Jak wiadomo jeśli coś robimy ,warto skorzystać z dokonań ludzi , którzy mają doświadczenie w interesującym nas zagadnieniu. Aby wszystko poszło po naszej myśli, bez niepotrzebnych niepowodzeń powinniśmy po prostu słuchać dobrych rad. Takie rady, porady chcę zamieścić w tym dziale. Będą to porady ,których autorami są czytelnicy piszący listy do redakcji gazet, w celu podzielenia się swoimi pomysłami na naprawę oraz modernizację przedmiotów codziennego użytku. Zaznaczę ,że porady te często będą bezużyteczne w naszym idealnym świecie ,jednak są kopalnią wiedzy na temat funkcjonowania ludzi w prl-u. Jestem posiadaczem kilkudziesięciu kilogramów czasopism z tego okresu i cały czas sukcesywnie zdobywam nowe egzemplarze. Muszę przyznać , że zaczytując się w tych gazetach przy odrobinie fantazji i wyobraźni nauczyłem się podróżować w czasie. Tak więc Was też zapraszam do podróży.
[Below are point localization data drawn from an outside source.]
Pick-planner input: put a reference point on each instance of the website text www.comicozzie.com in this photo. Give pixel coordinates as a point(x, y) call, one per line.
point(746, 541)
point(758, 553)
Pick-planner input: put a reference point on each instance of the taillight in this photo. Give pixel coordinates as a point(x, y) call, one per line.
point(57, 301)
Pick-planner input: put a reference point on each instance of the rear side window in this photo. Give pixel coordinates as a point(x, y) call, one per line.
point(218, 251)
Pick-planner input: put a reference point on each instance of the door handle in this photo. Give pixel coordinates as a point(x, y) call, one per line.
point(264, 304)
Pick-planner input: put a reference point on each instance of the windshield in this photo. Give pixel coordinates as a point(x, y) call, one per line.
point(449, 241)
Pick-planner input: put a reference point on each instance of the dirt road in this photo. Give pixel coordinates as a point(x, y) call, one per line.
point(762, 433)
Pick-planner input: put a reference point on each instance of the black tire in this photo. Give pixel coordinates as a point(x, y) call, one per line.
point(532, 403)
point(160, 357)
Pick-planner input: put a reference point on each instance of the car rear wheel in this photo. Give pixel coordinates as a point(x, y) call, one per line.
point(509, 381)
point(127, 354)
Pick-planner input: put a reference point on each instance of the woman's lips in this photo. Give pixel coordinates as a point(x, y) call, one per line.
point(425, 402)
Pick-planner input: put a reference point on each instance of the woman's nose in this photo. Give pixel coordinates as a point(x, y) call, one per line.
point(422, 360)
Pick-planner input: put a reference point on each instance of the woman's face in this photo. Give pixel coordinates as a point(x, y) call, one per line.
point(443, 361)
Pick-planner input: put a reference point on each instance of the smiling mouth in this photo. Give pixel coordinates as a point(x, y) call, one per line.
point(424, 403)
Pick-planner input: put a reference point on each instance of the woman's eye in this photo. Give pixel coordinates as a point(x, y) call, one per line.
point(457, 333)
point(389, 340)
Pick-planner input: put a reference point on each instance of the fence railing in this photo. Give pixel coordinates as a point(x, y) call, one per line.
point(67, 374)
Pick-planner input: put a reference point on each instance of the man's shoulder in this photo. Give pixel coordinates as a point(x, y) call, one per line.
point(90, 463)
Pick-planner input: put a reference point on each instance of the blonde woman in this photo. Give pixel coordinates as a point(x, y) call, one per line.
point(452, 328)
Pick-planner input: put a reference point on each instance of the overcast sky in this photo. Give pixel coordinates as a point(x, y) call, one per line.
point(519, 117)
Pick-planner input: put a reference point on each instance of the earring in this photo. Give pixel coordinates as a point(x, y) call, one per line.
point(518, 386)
Porada pierwsza : Jak naprawić rurę odkurzacza?
Jak wiadomo odkurzacz jest nieodzownym narzędziem, które pomaga nam w utrzymaniu czystości naszego domu. Oczywiście pod warunkiem ,że wszystko działa w nim sprawnie. Z niesprawnie działającym odkurzaczem miała problem pani Elżbieta B , która napisała krótki list do redakcji „Przyjaciółki”. Pani Elżbietka jako zaradna gospodyni domowa poradziła sobie z usterką sama. Miała problemy z odkurzaczem a raczej z jego wężem ,który był pęknięty przez co źle zasysał powietrze. Gospodyni odcięła pękniętą końcówkę , a koniec rury włożyła na chwilę do gorącej wody po czym od razu gorącą nałożyła na drugą cześć węża. Zabieg nie wymagający dużego nakładu pracy oraz wysokich zdolności manualnych , a jednak dający dużo satysfakcji z poprawnego działania sprzętu. Pani Ela pisze ,że jedyny mankament to krótszy wąż ,ale najważniejsze ,że odkurzacz działa sprawnie Pamiętam odkurzacz moich rodziców ,który miał węża owiniętego w kilku miejscach taśmą izolacyjną w celu uszczelnienia pęknięć. Odkurzacz ten w moim domu rodzinnym gościł chyba trzydzieści lat, został jednak wymieniony na nowszy model, lecz nie dlatego ,że się zepsuł ,a dlatego że nie klasyfikował się do ówczesnych standardów estetyki. Teraz raczej nie mamy problemu z pękającym wężem od odkurzacza , gdyż zanim zaczną pojawiać się z nim problemy to maszyna przestaje działać i kończy swój żywot.